Frauen halten ein Transparent mit dem Schriftzug "Mujeres Amazinicas" in die Höhe.

Protest der Mujeres Amazónicas ("amazonische Frauen") in der ecuadorianischen Hauptstadt Quito, März 2020

 

Amnesty International unterstützt die Mujeres Amazónicas seit vielen Jahren und fordert die ecuadorianischen Behörden auf, den wirksamen Schutz von Menschenrechtsverteidiger_innen wie Patricia Gualinga sicherzustellen, damit diese ihrer Menschenrechtsarbeit in einem sicheren Umfeld und ohne Furcht vor Vergeltungsmaßnahmen nachgehen können.

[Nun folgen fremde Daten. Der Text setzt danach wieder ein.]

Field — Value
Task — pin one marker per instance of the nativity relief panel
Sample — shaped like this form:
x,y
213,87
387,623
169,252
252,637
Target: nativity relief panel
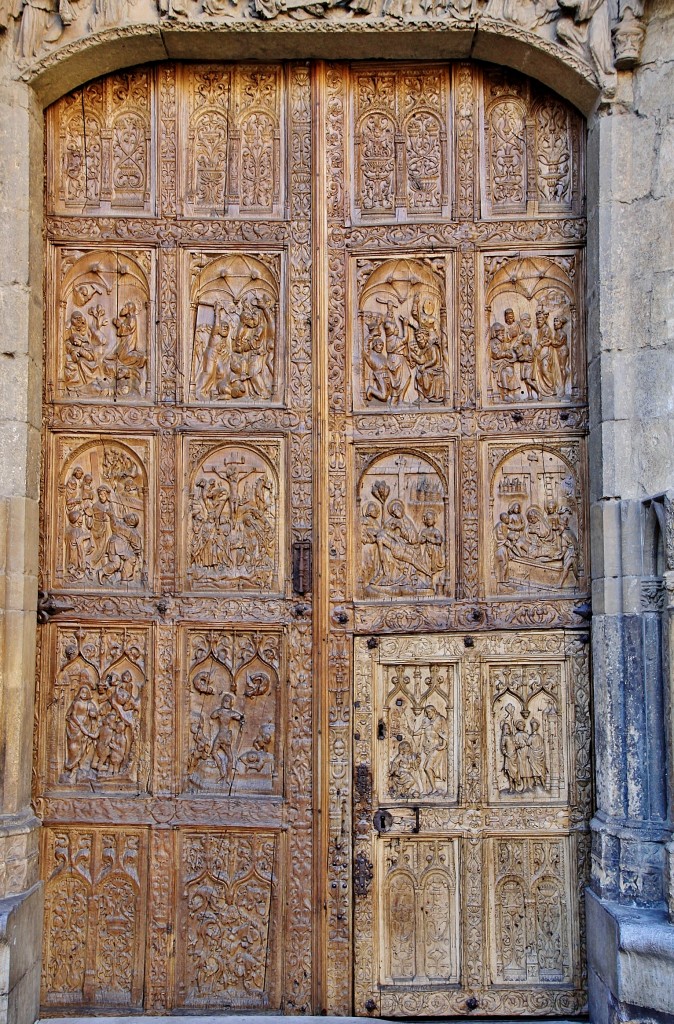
x,y
404,522
230,140
401,152
417,728
532,900
232,715
228,920
401,349
102,325
233,329
527,717
94,931
233,518
100,512
419,913
532,331
100,146
94,720
531,151
534,532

Patricia Gualinga hält die Unterstützung durch Amnesty International für sehr wichtig, da dadurch die Gesichter der Frauen, die sich für die Natur und Menschenrechte einsetzen, an die Öffentlichkeit gelangt sind: "Wir haben andere Gemeinschaften inspiriert und marginalisierte Frauen in die Lage versetzt, ihre Stimme zu erheben. Wir haben Ölkonzerne aus dem Land gejagt.

Wir gehen damit ein hohes Risiko ein und es verlangt uns viel Zeit und Energie ab. Doch es lohnt sich. Denn der Planet existiert noch. Denn die Natur kämpft mit uns, Seite an Seite. Die Welt soll wissen, dass der Amazonas viele Reichtümer birgt: Er ist reich an Biodiversität, reich an Kultur, reich an reinem Leben."